What happened to them....did I miss something :roll:


----------



## Philippft (Feb 16, 2008)

They stopped making them in 2012. The Excel became the Tracker after some modifications and upgrades as is reflected in their price.
I have the 670B (2011). My wife and I love it. We have added quite a few upgrades but it fundamentally remains as the original design.

Most of our usage is in Europe and now that my wife has ceased working plan to spend much more time with it in Europe.
My particular favorites are the fixed double bed and the general layout which is perfect for two people. 

I also like the large viewing angle to my left when driving in France I can look over my left shoulder and see outside all the way down to and including the Hab door which is great at difficult junctions.
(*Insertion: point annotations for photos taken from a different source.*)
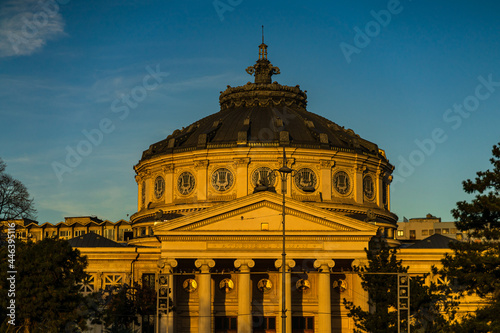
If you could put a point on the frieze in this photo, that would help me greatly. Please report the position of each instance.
(201, 164)
(214, 246)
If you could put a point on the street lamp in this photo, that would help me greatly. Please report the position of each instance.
(284, 171)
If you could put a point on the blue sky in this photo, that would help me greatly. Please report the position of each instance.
(65, 67)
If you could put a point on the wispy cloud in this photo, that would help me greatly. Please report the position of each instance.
(27, 25)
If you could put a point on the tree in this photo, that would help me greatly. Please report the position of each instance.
(121, 306)
(425, 301)
(15, 202)
(46, 286)
(474, 265)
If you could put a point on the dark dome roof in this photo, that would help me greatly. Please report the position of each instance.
(262, 114)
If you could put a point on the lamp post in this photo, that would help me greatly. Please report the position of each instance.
(284, 171)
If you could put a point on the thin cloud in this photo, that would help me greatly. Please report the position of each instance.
(27, 25)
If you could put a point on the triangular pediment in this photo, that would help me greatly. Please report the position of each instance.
(263, 212)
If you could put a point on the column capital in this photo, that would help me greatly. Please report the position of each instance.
(289, 263)
(244, 264)
(167, 264)
(204, 264)
(324, 265)
(358, 263)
I also have the 2.3 engine and when we cruise at 2000 r.p.m. average just over 30 m.p.g.

I contacted Autotrail earlier this year and asked if they could tell me how many Excel's were sold but they refused to divulge this information.
Recently, I saw an Excel (2010 build) advertised for £26,000. That's a big drop in price from new.


----------



## EJB (Aug 25, 2007)

Thankyou for that.....I did miss something :roll: 
Had a Tracker for the past 6 years and am looking at a couple of 640/670s.....the prices are very tempting :wink:


----------



## Philippft (Feb 16, 2008)

EJB said:


> Thankyou for that.....I did miss something :roll:
> Had a Tracker for the past 6 years and am looking at a couple of 640/670s.....the prices are very tempting :wink:


I liked the 640 but the weight limitation in the garage put me of. Go for the 670, if you can get one.


----------



## raynipper (Aug 4, 2008)

EJB said:


> What happened to them....did I miss something :roll:


Frank Sinatra would be 98 today.!

Ray.


----------



## EJB (Aug 25, 2007)

[quote="raynipper"[/quote]

Frank Sinatra would be 98 today.!

Ray.[/quote]

*Not many people know that!!!! *:wink:


----------